By Mark Cowen, Senior medwireNews Reporter
Psychoeducation and cognitive behavioral therapy combined with pharmacologic treatment provides significant long-term benefits for patients with refractory bipolar disorder (BD), researchers report.
The team found that the 20 BD patients randomly assigned to the combined therapy group showed significant reductions in persistent affective symptoms and improvements in social-occupational functioning over 5 years of follow up compared with the 20 control patients assigned to receive pharmacologic treatment alone.
Patients in the combined therapy group also showed significant reductions in hospitalization rates over the study period compared with controls.
"As far as we know, this is the first study to show such long-term maintained efficacy of a combined pharmacological plus psychoeducation and cognitive-behavioral therapy program in subjects with refractory bipolar disorder," comment the researchers in European Psychiatry.

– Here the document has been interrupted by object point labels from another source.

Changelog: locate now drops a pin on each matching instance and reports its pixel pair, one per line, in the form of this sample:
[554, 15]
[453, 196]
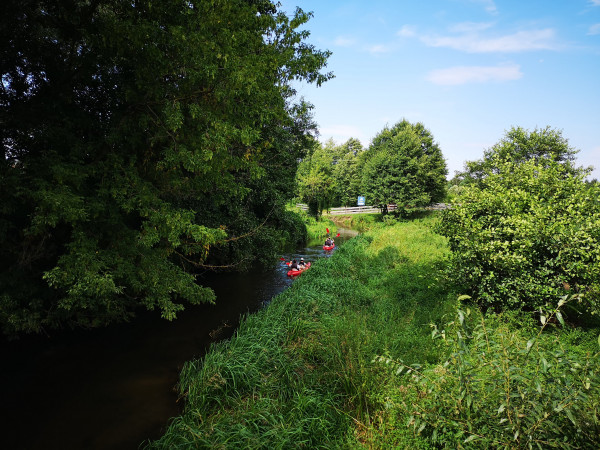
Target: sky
[468, 70]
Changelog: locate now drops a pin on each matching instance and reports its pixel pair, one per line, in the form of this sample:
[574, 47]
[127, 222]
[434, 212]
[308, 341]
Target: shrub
[501, 387]
[529, 232]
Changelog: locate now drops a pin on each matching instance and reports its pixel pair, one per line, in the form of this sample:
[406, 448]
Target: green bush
[527, 233]
[500, 387]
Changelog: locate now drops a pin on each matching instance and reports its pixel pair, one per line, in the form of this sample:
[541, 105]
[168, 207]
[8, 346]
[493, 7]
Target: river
[114, 388]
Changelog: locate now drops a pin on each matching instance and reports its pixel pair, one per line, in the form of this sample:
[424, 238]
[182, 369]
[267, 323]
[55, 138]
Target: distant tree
[139, 140]
[316, 185]
[520, 145]
[346, 172]
[526, 234]
[404, 166]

There were no significant between-group differences regarding gender distribution, number of hospitalizations, use of lithium or other mood stabilizers, or adherence rates at baseline.

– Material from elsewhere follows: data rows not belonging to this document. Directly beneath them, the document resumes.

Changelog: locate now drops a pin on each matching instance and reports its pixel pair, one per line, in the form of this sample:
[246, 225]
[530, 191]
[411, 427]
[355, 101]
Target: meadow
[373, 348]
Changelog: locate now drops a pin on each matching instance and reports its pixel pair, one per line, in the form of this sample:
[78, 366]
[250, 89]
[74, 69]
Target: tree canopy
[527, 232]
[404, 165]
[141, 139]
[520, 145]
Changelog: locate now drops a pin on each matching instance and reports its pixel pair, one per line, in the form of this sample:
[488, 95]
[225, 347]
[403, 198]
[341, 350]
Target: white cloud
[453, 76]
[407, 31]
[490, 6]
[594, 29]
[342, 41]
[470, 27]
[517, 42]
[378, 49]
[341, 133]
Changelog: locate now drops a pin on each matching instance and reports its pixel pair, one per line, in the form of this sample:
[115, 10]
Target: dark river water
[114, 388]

Overall, 75% of patients in each group had persistent affective symptoms (Beck's Depression Index score >7; Young Mania Rating Scale score >6) and/or severe difficulties in social-occupational functioning (Misadjustment Scale score >14) at baseline. The remaining patients had experienced two or more relapse events during the previous year.
However, the percentage of patients with such symptoms at the 6-month, 12-month, and 5-year evaluations was significantly lower in the combined treatment than control group, at 40% versus 80%, 30% versus 83%, and 20% versus 89%, respectively.
Patients in the combined treatment group also had a lower mean number of recent hospitalizations than those in the control group at the 12-month and 5-year evaluations, at 0.00 versus 0.39, and 0.02 versus 1.06, respectively.
In addition, anxiety levels, as assessed using the State Trait Anxiety Inventory, were significantly lower in the combined treatment than control group at all follow-up evaluations.
Ana González-Isasi (Hospital Universitario Insular, Las Palmas de Gran Canaria, Spain) and team conclude: "Combined treatment proved better than pharmacological treatment in relieving mania, depression and anxiety symptoms after 6 months and in producing better adjustment to everyday life upon termination of treatment. These benefits were maintained after 5 years."
They add: "Our results support the view that the benefits of a psychological treatment do not dissipate over time."